Kora tried to pinpoint exactly what about meeting Zalski had alarmed her so much. It was the lack of vivid threats, she realized; the way the sorcerer left ultimatums beneath the surface, allowing Wilhem’s death, even Kora’s life in hiding to hint of the undertow near which the entirety of the League was treading water. To exp
ose its precise locale would make the current pose less of a danger, would make it less fearsome. Even now, stuck in Podrar, Sedder was one mistimed action away from being dragged under as Wilhem had been.
Kora raised her eyes to Lanokas, her voice shaking.
“Does Sedder know? He warned me about secrets.”
“Menikas told him when they were searching for the Librette. I asked him not to mention my birth to you, to let me handle that. Don’t be angry with him.”
“Oh, I’m not. Not with Sedder. My God, Lanokas, do you know what makes Zalski so dangerous? He’s instinctual. He knows what lies and secrets do to people, what a chokehold secrets have on this group. I don’t trust you anymore. I don’t trust any of you. And I swear on all that’s holy if I had somewhere else to go….”
“Kora….”
“No. Excuses. Always there’s excuses with you people. It astounds me you tell me to leave and save myself, you think me so valuable, yet it’s beyond you to think I can handle the simple truth. How the hell do you expect me to fight with strangers and succeed? I don’t care what your motives were, you should never have let me go to Zalski not knowing who you are!”
He consented, “Fair enough,” but Kora knew he was only appeasing her. She pulled her blanket tight and turned her back to him with a huff, wishing it were day so he could see her roll her eyes, and made her voice deliberately cold when next she spoke, two hours later, to say they should wake the next guard.

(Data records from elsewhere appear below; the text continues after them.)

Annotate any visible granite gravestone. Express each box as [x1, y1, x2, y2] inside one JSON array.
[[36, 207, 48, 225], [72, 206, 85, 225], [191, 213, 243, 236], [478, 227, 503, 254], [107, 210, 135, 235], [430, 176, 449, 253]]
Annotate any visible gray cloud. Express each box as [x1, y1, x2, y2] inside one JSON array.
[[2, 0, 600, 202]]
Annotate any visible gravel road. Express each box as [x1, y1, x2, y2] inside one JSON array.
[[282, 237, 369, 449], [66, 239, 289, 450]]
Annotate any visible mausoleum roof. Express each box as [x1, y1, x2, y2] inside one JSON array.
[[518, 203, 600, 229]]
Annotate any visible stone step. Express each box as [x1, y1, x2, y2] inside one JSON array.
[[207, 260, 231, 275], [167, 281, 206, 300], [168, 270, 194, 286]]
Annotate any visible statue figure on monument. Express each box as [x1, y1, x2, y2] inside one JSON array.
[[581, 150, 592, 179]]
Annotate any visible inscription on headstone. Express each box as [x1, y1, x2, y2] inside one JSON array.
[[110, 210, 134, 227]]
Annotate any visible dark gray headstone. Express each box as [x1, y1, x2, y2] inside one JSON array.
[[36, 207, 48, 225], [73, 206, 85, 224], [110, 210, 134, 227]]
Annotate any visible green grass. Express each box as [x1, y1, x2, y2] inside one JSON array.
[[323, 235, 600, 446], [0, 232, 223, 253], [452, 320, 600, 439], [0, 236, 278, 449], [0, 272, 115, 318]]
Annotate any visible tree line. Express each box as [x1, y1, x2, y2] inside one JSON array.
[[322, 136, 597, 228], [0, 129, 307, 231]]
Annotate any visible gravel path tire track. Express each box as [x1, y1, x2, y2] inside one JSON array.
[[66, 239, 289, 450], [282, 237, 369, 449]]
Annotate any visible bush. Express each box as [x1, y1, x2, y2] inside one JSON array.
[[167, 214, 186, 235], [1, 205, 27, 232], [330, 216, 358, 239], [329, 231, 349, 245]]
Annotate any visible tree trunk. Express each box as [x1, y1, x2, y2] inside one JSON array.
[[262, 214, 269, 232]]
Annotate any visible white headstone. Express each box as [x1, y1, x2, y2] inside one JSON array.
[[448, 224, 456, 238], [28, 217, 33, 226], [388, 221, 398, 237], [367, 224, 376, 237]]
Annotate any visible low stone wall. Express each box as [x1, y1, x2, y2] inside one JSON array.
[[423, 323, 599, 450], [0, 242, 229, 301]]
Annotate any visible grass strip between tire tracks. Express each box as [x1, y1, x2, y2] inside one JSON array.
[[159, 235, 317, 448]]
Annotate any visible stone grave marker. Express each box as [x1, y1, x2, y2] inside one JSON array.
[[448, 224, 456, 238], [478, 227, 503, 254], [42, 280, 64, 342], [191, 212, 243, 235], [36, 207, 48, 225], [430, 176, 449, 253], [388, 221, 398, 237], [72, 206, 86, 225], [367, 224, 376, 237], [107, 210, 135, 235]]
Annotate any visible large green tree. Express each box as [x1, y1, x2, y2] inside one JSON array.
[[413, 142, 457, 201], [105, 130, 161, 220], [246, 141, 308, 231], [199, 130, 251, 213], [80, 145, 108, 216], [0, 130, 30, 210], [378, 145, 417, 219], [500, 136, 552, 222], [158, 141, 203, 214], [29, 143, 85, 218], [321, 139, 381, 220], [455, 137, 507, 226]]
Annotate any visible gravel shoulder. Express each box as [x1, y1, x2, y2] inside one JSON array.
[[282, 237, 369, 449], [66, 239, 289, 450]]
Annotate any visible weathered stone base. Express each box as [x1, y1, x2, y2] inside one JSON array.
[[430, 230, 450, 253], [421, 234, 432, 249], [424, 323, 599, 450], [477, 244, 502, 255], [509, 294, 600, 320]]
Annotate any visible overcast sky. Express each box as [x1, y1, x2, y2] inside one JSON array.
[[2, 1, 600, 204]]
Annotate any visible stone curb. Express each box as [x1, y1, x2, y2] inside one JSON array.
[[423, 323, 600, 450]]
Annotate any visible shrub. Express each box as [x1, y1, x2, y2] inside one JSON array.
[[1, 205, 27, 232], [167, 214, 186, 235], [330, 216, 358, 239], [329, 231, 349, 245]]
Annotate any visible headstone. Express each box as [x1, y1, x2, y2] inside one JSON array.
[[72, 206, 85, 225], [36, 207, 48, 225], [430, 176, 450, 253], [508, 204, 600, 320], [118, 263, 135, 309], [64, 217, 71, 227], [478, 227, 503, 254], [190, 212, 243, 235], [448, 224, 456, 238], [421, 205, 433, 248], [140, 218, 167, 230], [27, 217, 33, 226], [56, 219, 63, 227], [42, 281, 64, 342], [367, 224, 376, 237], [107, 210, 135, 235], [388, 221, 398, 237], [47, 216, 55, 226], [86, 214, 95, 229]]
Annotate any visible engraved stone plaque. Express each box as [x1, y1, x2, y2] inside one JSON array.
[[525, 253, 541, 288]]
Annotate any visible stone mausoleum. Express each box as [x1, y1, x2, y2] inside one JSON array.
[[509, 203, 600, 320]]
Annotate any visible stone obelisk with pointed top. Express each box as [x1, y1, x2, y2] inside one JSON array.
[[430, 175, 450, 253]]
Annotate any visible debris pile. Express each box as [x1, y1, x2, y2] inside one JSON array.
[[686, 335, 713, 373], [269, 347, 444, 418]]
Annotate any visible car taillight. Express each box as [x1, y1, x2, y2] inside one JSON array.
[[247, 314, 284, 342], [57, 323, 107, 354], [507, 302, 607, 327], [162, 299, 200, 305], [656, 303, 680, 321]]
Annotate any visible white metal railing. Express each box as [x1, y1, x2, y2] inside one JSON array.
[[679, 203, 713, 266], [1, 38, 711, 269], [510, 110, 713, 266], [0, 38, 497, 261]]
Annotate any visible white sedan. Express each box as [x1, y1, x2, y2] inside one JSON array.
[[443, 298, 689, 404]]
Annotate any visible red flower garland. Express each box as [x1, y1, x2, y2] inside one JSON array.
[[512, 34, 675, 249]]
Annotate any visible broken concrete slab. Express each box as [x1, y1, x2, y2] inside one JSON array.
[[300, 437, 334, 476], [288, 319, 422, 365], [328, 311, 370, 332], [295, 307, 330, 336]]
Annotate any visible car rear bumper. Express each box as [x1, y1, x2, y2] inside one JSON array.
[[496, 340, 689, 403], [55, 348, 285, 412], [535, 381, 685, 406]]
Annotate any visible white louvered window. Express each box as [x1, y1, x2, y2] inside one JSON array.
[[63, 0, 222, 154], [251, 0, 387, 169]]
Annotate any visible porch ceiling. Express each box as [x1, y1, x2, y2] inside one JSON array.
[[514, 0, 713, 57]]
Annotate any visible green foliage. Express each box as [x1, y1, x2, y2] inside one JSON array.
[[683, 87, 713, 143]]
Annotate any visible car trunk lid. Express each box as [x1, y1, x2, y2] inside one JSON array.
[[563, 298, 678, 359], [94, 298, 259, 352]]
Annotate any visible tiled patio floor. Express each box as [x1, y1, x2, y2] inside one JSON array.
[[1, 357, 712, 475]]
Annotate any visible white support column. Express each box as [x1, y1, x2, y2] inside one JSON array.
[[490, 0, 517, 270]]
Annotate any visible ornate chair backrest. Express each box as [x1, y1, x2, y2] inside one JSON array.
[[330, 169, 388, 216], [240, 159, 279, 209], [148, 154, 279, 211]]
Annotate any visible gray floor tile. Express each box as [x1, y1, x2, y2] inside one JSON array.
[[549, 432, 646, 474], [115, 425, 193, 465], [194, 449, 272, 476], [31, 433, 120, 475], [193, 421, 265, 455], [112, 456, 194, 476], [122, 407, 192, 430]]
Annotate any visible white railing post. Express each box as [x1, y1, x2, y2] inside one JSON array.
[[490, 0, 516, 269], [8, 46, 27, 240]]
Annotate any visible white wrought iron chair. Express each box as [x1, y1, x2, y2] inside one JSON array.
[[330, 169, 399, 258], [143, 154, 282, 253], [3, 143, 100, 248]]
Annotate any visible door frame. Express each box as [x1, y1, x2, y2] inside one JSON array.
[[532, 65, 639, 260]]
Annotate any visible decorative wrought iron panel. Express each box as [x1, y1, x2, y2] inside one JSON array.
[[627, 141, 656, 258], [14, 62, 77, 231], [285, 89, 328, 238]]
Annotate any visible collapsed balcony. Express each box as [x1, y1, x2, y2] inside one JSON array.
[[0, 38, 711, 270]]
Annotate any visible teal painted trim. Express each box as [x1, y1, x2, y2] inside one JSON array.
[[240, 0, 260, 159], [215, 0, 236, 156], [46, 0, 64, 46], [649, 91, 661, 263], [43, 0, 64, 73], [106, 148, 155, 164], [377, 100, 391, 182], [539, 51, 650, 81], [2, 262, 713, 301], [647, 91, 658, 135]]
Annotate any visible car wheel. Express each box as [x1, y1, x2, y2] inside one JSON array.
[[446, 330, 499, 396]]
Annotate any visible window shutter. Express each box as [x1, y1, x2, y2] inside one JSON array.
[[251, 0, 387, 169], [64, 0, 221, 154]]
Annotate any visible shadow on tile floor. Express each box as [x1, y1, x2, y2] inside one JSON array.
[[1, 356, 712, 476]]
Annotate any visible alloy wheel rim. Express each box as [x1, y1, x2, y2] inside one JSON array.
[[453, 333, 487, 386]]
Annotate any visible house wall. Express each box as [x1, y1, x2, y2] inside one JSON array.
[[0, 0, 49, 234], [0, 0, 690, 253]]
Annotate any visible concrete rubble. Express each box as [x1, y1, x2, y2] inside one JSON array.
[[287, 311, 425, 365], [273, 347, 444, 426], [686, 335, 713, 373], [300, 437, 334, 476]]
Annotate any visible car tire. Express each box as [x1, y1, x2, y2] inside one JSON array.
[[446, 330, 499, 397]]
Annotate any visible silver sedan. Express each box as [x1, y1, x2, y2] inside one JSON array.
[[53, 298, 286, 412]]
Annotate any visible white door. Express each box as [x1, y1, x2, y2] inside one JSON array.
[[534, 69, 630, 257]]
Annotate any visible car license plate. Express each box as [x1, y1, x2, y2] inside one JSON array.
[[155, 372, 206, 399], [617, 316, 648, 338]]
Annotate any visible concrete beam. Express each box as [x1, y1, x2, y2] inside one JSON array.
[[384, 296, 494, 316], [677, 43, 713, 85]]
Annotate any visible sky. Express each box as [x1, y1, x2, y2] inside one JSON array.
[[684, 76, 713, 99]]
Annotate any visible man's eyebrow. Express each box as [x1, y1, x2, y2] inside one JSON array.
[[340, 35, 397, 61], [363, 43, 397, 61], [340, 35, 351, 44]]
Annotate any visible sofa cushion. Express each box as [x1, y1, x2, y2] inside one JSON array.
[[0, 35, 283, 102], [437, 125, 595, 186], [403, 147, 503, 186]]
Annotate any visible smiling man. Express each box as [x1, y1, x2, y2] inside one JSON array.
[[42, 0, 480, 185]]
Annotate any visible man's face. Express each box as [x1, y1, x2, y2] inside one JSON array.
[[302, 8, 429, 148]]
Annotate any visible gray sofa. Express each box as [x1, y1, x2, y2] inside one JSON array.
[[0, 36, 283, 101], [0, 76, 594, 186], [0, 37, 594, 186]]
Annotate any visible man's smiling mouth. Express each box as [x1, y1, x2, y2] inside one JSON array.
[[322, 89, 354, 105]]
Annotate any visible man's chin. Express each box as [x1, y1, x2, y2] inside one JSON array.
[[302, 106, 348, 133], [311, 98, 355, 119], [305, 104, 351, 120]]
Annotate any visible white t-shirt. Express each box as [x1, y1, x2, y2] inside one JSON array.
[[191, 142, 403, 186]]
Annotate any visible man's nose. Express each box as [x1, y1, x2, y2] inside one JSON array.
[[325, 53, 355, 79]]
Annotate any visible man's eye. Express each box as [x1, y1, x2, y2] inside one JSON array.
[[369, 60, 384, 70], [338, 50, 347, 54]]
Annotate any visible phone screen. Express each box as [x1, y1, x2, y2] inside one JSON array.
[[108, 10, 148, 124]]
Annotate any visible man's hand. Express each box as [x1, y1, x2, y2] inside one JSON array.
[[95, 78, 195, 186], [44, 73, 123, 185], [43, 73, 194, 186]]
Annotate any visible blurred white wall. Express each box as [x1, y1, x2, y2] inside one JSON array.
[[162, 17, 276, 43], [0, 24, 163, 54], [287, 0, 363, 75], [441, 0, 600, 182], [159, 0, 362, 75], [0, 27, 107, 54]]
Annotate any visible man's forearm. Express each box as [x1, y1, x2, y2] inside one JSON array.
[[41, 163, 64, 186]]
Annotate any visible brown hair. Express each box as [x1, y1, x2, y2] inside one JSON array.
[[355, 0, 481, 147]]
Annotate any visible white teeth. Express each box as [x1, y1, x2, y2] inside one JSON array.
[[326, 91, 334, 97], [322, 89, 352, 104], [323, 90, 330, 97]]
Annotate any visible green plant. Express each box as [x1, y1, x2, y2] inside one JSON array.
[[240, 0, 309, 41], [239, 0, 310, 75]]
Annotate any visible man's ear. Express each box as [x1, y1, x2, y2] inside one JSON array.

The crown prince’s first order of business in the morning was to ask Kora about Zalski. What did he want from her? What specifically had he said, his phrasing? How had she replied, not just words but in tone? Her temper had flared? That was no good, no good at all, he’d interpret that as defensiveness born of fear.
“I don’t know how he judged me and I don’t care. I hope never to set eyes on the man again.”
Menikas turned severe. “You can hope that all you want. You’d best be prepared for the alternative.”